My boyfriend has been taking Prozac for about a couple months maybe. I wouldn't say it has decreased his sex drive significantly, but it does affect his ability to orgasm. We had sex three times this weekend and he only finished once. He takes Prozac for OCD.
He doesn't know that I know, but a big part of his OCD is "gay OCD." Which I've talked to doctors about and they said that people with OCD who are paranoid with thoughts about being gay are not. They usually have these thoughts because they are worried and don't want to give up being with people of the opposite sex.
I do not think my boyfriend is gay. He still tells me how much he wants me and wants to have sex with me. He can't keep his hands off me when we're together.
But if he is, I will support him completely. I love him.
I visited him this weekend and we had an amazing time together.
I really want to talk to him about his medication. I don't want to seem pushy. All I've asked him so far are vague questions "Are you ok?" or "Is everything ok?" He always says yes. I know the medication helps him and his manic and racing thoughts have stopped.
I just don't know what to say.
I want to bring up how I'm scared the medicine is going to affect our sex life more. I feel like the reason he can't finish anymore is because of me. Even though he says it's the medicine.
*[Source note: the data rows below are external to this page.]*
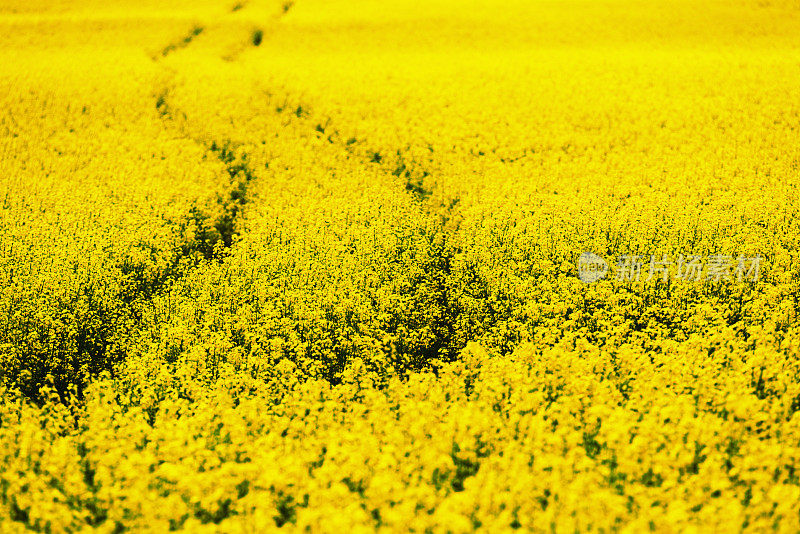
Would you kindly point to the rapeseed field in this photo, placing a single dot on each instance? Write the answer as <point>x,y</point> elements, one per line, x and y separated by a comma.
<point>356,266</point>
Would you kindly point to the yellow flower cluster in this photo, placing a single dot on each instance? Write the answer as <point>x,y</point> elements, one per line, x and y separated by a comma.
<point>312,265</point>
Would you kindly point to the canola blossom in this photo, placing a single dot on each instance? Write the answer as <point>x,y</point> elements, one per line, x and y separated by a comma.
<point>327,266</point>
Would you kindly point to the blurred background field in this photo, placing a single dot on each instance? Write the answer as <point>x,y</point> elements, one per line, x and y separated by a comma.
<point>312,265</point>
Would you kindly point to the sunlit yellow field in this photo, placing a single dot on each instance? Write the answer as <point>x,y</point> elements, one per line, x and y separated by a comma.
<point>354,266</point>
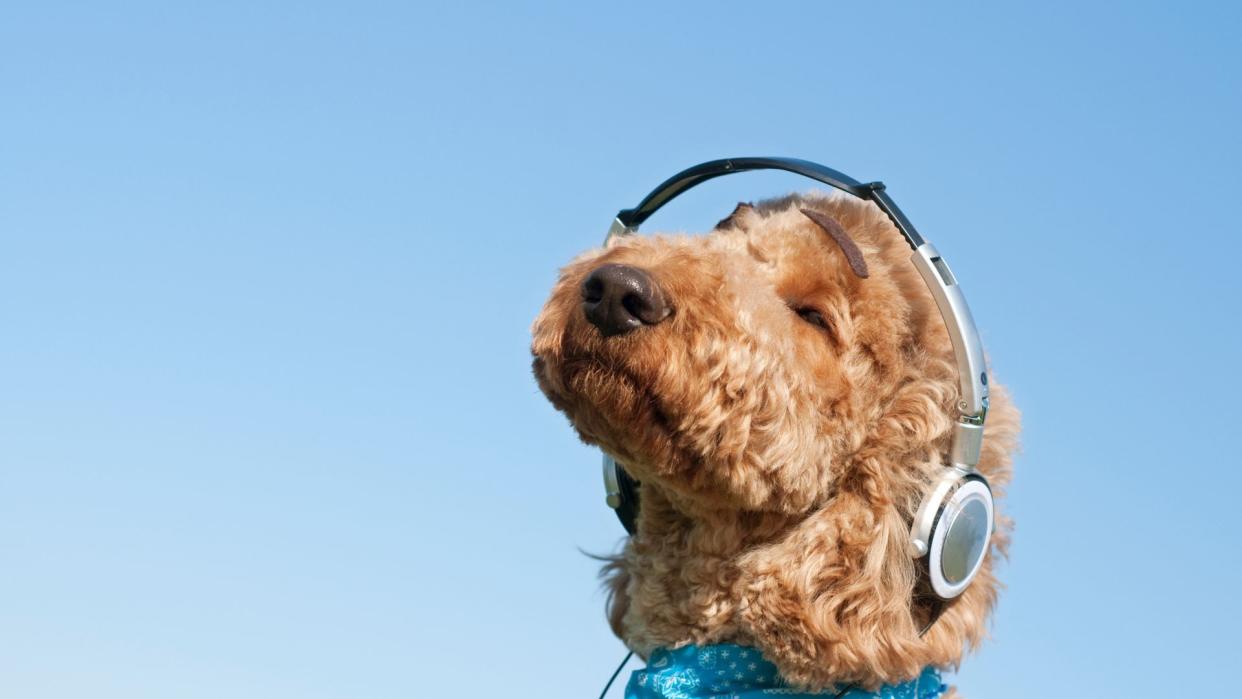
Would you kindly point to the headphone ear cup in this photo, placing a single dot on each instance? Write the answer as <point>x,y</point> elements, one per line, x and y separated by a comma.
<point>960,534</point>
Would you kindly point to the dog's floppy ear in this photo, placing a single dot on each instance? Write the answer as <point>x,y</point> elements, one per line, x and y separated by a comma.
<point>853,256</point>
<point>733,220</point>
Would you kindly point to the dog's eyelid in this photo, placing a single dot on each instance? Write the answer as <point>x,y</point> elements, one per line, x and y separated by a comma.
<point>811,315</point>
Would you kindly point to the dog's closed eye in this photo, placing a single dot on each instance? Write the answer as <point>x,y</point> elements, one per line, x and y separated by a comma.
<point>812,317</point>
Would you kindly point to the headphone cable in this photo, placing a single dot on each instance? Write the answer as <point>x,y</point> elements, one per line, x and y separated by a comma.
<point>615,673</point>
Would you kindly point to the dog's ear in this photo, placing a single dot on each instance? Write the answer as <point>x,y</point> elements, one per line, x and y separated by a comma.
<point>837,232</point>
<point>836,601</point>
<point>734,220</point>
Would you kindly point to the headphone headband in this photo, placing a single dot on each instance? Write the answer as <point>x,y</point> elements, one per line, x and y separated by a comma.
<point>966,345</point>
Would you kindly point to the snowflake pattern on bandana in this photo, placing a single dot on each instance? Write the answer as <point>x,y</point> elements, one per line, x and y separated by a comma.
<point>737,672</point>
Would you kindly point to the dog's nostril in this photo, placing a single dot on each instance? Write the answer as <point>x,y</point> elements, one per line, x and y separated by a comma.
<point>619,298</point>
<point>593,289</point>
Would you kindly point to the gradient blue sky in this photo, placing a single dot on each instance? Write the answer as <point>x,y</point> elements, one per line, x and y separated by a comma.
<point>267,270</point>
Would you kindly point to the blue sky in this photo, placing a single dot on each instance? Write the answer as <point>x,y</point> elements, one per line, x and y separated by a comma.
<point>267,426</point>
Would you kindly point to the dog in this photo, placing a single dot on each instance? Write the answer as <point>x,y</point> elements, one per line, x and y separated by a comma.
<point>784,390</point>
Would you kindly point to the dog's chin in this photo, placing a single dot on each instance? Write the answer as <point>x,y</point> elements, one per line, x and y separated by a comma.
<point>616,410</point>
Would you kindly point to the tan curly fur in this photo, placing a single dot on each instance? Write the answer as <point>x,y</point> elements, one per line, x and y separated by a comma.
<point>781,461</point>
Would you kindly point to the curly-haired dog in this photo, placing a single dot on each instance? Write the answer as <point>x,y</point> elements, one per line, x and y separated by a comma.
<point>784,389</point>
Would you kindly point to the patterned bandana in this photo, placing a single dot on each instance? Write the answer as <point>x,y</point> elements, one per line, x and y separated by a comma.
<point>737,672</point>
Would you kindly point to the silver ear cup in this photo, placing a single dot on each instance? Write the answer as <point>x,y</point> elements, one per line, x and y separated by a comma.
<point>961,520</point>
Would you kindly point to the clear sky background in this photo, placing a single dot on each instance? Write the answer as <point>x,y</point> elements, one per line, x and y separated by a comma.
<point>267,426</point>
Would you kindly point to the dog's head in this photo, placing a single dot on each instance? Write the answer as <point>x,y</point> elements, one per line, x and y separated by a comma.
<point>790,368</point>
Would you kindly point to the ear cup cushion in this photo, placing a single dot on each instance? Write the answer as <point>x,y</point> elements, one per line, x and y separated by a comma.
<point>960,536</point>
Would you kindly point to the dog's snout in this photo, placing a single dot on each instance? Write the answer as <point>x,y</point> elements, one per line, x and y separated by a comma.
<point>620,298</point>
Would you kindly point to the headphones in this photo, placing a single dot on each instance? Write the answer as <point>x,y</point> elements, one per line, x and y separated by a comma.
<point>955,518</point>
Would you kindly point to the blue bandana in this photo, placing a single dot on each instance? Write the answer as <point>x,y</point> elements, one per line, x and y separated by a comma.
<point>737,672</point>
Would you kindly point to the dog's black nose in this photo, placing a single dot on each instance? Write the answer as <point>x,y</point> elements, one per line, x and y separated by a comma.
<point>619,298</point>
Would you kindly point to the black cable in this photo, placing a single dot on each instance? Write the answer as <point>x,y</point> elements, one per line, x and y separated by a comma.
<point>615,673</point>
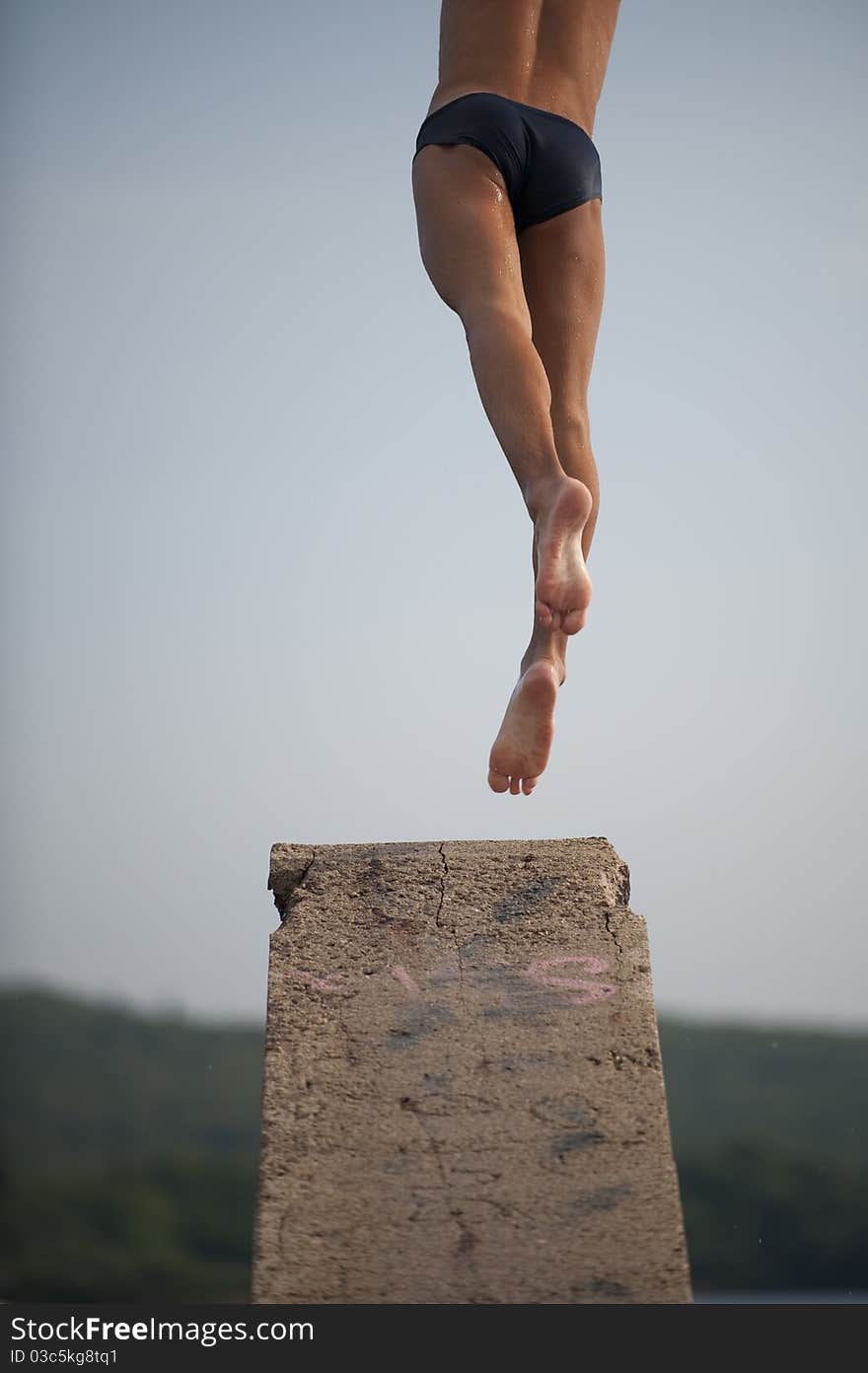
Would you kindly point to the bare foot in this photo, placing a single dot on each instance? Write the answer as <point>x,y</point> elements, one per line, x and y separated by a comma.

I cry and I worry about this. I want to stop. I just want to hear from him that he doesn't think he's gay because of me. But he doesn't know that I know he's had these thoughts.
I love him so much. He tells me he wants to marry me and we talk about kids and our life together.
It's eating away at me inside and I hate holding these thoughts in.
I'm also more paranoid because one of my ex's just came out of the closet.
I'm going to a counselor as soon as I can and talk to them. I can't talk about this with anyone.
If anyone has any words of advice or encouragement, it would be greatly appreciated.
fyi - I accidentally came across something and that is how I found out what his OCD was mainly about and his racing thoughts. He's told me about his depression and OCD and medication.